When Victoria McKnight uses her bathroom, sometimes she has to open an umbrella just to stay dry. That's because for the last two and a half years, her bathroom ceiling inside this New York City Housing Authority building has been crumbling and leaking.

"This umbrella actually covers me, the whole, while I'm doing my business on the toilet," McKnight said.

McKnight lives in the Frederick Douglass Houses on the Upper West Side. On Monday morning, water could be seen dripping from the ceiling onto a towel placed above a light fixture. McKnight says sometimes the liquid appears to contain urine and feces.

There's a tarp on my ceiling right now, which means water runs down the wall, into the socket, into the light fixture.

Fed up, McKnight decided to take NYCHA to court last year. And after reaching a settlement, NYCHA agreed to fix the problem. 

She says workers soon came in and patched up the ceiling. But then this year, the ceiling collapsed again — and this time, they only taped a piece of plastic over the hole. The source of the problem, she says, is in the upstairs apartment.

Because they're not getting to the root of the problem, the situation starts all over again.

McKnight recently told Republican City Comptroller Candidate Reverend Michael Faulkner about the problem at a tenants' association meeting.

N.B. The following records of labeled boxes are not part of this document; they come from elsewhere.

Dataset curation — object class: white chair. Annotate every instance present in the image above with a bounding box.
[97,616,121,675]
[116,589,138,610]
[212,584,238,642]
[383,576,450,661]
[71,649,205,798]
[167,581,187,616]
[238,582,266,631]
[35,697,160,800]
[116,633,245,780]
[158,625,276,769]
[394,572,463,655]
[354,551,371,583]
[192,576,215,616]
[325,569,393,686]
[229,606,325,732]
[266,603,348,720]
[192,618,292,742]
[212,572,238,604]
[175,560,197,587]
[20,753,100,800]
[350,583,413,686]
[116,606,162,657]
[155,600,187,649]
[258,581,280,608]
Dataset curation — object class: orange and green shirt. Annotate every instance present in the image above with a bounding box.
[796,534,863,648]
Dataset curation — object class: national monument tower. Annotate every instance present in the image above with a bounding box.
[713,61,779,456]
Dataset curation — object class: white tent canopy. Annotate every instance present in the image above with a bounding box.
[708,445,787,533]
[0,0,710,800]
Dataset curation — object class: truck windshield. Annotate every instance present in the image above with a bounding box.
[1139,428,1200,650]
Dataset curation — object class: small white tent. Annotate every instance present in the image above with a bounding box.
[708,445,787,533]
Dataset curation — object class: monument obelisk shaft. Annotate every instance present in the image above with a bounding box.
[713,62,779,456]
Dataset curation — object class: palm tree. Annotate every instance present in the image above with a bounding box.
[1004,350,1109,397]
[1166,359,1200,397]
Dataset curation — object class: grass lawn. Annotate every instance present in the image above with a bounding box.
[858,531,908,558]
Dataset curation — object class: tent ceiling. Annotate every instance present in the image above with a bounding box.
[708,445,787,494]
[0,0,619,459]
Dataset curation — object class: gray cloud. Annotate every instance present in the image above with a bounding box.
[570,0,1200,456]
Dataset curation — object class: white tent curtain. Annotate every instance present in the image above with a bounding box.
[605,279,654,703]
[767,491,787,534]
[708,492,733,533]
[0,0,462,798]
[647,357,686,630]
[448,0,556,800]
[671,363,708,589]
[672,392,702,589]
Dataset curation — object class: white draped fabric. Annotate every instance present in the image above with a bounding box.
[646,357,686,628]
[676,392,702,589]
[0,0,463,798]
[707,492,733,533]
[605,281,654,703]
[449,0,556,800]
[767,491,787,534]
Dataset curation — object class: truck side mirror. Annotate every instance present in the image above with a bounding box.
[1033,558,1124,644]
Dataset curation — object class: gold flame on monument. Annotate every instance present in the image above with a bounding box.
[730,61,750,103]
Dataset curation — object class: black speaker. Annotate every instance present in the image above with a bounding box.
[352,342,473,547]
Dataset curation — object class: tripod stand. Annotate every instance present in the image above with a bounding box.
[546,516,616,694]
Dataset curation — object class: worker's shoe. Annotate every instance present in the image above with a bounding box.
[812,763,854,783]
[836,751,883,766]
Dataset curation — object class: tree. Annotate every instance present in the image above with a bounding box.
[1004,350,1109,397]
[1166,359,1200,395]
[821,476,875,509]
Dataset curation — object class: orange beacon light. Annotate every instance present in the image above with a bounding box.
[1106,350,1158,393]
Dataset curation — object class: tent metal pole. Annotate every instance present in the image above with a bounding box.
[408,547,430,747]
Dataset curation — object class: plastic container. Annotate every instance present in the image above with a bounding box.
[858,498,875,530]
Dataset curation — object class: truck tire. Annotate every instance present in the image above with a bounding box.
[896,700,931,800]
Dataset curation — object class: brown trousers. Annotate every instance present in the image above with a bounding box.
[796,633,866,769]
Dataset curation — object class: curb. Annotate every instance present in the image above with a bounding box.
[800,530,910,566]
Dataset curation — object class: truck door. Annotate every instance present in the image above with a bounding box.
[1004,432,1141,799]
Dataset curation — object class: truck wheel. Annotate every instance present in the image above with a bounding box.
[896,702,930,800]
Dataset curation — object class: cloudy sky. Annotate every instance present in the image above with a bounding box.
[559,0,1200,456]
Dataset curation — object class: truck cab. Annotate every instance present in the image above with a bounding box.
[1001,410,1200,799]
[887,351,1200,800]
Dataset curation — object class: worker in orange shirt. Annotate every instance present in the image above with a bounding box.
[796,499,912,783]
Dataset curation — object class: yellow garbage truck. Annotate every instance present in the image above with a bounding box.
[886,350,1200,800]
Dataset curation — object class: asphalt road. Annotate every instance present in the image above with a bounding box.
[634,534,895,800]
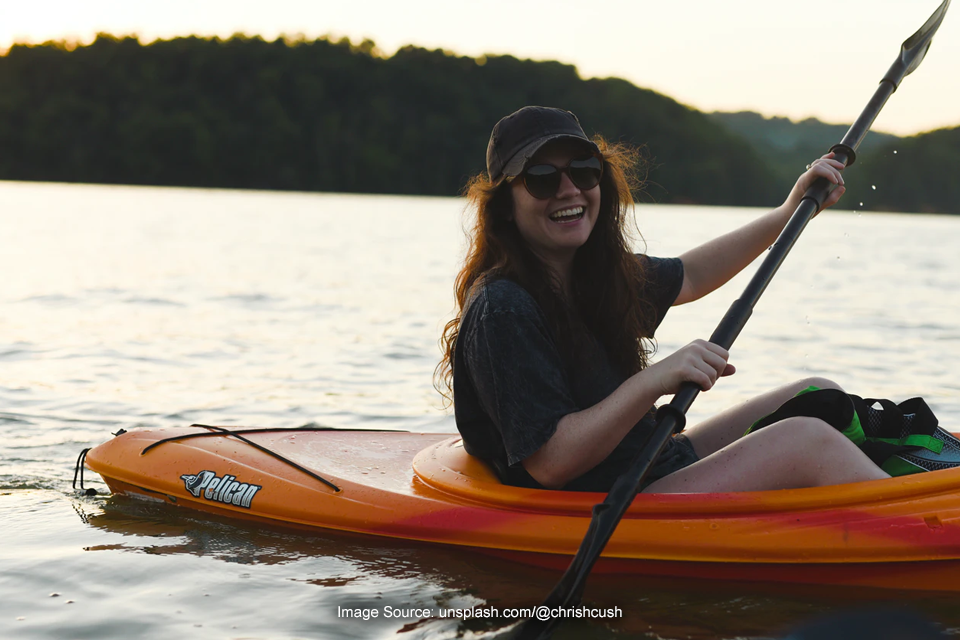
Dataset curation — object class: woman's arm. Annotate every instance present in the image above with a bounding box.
[522,340,734,489]
[673,153,845,305]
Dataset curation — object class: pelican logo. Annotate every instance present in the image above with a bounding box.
[180,470,263,509]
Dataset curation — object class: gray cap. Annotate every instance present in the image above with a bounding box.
[487,107,600,182]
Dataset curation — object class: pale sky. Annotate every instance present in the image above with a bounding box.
[0,0,960,135]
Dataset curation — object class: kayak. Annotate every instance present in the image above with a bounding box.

"There's not any accountability, they're not being held responsible for the damages they continue do to the residents lives as well as to the building," said Michael Faulkner, a candidate for City Comptroller.

NYCHA told us the situation is unacceptable and that workers went in Monday to fix the ceiling and the pipe that's causing the problem.

McKnight says the experience has left her feeling demoralized.

"I feel like less of, less of a person," McKnight said. "Like I'm not important because I live in New York City housing."